Sleep Apnea Detection Using Pulse Photoplethysmography

Margot Deviaene1, Jesus Lazaro2, Dorien Huysmans3, Dries Testelmans4, Bertien Buyse4, Sabine Van Huffel1, Carolina Varon1
1ESAT-STADIUS, KU Leuven, & imec, 2University of Connecticut & University of Zaragoza, 3KU Leuven, 4UZ Leuven


Abstract

Aim: Obstructive sleep apnea (OSA) often remains undiagnosed. Therefore, this study investigates the use of pulse photoplethysmography (PPG) for the detection of sleep apnea and its added value to oxygen saturation (SpO2). Methods: A dataset of 102 subjects, suspected of having OSA was recorded. 70 subjects were used for training, 32 for testing. Five PPG time series which are modulated by respiration were extracted: the pulse rate, amplitude and width variability (PRV, PAV and PWV), the slope transit time (STT) and the pulse upslope. The standard deviation (SD), slope, mean, minimum and maximum were computed over 10 second segments.

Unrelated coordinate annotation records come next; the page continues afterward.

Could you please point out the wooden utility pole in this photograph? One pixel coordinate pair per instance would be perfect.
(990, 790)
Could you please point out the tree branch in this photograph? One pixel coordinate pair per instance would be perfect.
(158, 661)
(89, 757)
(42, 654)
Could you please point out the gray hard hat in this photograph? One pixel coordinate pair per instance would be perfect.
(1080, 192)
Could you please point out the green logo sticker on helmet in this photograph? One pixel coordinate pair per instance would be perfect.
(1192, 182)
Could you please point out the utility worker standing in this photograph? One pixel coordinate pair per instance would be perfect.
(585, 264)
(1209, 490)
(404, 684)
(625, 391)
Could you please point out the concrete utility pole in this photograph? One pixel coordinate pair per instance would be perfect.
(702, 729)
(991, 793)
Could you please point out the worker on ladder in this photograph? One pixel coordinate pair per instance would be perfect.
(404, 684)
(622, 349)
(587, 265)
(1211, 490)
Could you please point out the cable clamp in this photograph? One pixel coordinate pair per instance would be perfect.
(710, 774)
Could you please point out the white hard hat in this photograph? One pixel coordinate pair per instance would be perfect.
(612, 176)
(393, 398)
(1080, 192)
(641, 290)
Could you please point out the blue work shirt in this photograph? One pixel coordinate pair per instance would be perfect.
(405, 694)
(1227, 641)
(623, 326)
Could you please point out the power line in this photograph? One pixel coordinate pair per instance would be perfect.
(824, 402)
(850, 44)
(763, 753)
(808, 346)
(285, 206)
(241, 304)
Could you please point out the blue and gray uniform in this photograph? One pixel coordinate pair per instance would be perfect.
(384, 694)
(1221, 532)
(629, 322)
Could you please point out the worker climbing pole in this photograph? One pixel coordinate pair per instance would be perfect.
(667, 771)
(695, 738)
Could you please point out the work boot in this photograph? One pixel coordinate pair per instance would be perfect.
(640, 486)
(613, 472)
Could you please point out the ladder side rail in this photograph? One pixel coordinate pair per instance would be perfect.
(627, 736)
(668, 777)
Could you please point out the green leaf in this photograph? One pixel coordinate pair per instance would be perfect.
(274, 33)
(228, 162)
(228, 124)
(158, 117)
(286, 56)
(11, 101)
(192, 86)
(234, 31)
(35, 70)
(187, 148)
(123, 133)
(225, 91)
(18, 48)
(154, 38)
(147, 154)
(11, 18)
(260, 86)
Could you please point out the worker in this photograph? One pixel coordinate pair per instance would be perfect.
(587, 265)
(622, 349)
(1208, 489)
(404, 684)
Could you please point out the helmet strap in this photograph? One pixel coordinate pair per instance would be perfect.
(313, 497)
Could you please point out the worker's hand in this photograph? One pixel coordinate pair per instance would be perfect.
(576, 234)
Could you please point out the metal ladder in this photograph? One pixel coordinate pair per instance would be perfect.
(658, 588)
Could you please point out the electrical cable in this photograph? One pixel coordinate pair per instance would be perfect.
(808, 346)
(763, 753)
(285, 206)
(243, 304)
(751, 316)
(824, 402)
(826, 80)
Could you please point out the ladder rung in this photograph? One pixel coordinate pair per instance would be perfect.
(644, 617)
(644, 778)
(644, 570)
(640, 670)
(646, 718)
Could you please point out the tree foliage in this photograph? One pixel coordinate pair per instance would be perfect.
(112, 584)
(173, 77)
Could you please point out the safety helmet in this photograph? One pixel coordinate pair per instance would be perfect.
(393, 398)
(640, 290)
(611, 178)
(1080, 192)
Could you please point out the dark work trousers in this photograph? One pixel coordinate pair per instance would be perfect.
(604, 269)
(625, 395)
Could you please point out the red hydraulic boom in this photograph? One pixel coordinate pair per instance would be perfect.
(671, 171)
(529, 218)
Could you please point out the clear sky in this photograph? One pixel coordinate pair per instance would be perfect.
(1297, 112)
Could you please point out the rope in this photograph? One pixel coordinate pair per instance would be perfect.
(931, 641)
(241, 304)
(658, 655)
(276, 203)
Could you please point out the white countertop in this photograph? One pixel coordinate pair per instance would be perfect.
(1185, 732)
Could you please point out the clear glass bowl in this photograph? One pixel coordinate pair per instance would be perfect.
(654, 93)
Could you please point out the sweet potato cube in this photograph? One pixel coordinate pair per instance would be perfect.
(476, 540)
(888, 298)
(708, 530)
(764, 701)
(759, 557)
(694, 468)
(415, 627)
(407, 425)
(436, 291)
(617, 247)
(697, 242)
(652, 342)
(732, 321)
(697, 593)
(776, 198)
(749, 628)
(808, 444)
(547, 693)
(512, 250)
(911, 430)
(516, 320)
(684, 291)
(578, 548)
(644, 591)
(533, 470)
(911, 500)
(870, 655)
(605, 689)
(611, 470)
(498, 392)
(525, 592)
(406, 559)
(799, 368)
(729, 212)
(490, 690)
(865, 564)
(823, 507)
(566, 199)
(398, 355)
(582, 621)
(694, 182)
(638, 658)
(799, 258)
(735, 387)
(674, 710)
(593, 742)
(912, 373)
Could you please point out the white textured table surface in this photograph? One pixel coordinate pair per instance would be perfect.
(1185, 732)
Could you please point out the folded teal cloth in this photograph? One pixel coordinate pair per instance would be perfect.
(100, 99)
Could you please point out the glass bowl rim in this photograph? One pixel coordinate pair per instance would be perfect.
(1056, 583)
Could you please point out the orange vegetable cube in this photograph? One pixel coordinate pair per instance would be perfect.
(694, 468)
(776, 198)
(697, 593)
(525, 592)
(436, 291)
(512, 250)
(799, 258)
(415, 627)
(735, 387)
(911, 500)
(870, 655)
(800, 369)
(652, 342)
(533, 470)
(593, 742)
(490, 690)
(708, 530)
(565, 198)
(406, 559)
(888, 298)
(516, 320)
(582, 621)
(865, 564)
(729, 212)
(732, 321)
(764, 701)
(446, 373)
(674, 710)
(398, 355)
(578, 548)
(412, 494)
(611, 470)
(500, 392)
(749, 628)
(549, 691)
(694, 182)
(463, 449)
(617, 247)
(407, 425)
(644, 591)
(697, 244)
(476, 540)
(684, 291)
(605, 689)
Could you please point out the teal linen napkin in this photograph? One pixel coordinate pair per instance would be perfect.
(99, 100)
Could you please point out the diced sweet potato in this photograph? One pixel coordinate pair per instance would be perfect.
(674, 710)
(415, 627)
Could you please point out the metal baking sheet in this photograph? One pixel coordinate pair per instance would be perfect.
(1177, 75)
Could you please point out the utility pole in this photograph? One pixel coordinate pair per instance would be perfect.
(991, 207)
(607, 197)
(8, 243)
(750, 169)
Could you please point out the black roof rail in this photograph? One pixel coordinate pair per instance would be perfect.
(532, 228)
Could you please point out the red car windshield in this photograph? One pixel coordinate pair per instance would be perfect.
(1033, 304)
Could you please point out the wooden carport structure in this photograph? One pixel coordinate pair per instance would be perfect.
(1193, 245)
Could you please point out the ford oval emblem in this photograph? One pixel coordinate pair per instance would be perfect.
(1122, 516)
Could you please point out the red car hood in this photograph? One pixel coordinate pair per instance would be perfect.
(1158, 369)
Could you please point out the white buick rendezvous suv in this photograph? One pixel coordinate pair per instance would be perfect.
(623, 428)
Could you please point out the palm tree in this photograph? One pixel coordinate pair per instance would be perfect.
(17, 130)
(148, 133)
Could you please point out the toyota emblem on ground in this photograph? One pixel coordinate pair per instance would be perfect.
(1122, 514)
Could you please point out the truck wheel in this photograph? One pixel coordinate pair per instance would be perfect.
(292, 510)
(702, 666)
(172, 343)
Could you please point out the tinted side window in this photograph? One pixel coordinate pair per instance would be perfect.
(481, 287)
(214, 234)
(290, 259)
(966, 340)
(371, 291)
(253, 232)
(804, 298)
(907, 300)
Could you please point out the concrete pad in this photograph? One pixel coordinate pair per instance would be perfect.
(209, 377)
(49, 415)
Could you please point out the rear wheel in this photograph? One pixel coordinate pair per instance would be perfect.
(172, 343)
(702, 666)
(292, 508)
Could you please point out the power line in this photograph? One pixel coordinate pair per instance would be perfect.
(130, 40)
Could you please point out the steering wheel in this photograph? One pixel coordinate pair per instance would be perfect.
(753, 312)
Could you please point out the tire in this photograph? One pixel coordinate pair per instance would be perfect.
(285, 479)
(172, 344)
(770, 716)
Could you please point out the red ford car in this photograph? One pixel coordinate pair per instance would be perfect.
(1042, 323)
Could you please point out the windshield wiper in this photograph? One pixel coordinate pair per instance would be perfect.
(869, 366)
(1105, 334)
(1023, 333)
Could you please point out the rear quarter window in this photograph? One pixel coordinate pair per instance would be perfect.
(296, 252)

For each annotated apnea, the segment with the lowest mean PAV, representing the apneic arousal, was selected for training the classifier. Moreover, an equal amount of nonapneic training segments per subject was added. Feature selection was performed using the minimal redundancy maximal relevance algorithm combined with a backwards wrapper. Classification was performed using fixedsize least squares support vector machines. The obtained model was applied to the full-night recordings and compared, using 1-minute segment classification performance, with an SpO2-based apnea detector based on desaturation severity and periodicity. Results: 9 PPG features were selected: mean, slope and SD of the PRV, mean PAV, PWV slope, STT slope and SD and the minimum and maximum upslope. PPG-based classification achieved an averaged test set area under the ROC curve (AUC) of 70.4%, whereas, the SpO2-based classification achieved 86.5%. Both classifier outputs were combined in a multimodal classifier, which yielded an AUC of 87.0%. This study was performed on full-night recordings, including wake segments and both hypopneas and apneas. If only obstructive apneas were considered, the PPG-based classifier achieved an AUC of 78.1%. These results suggest that PPG parameters could be used for detecting OSA. Their added value is, however, limited if SpO2 is available.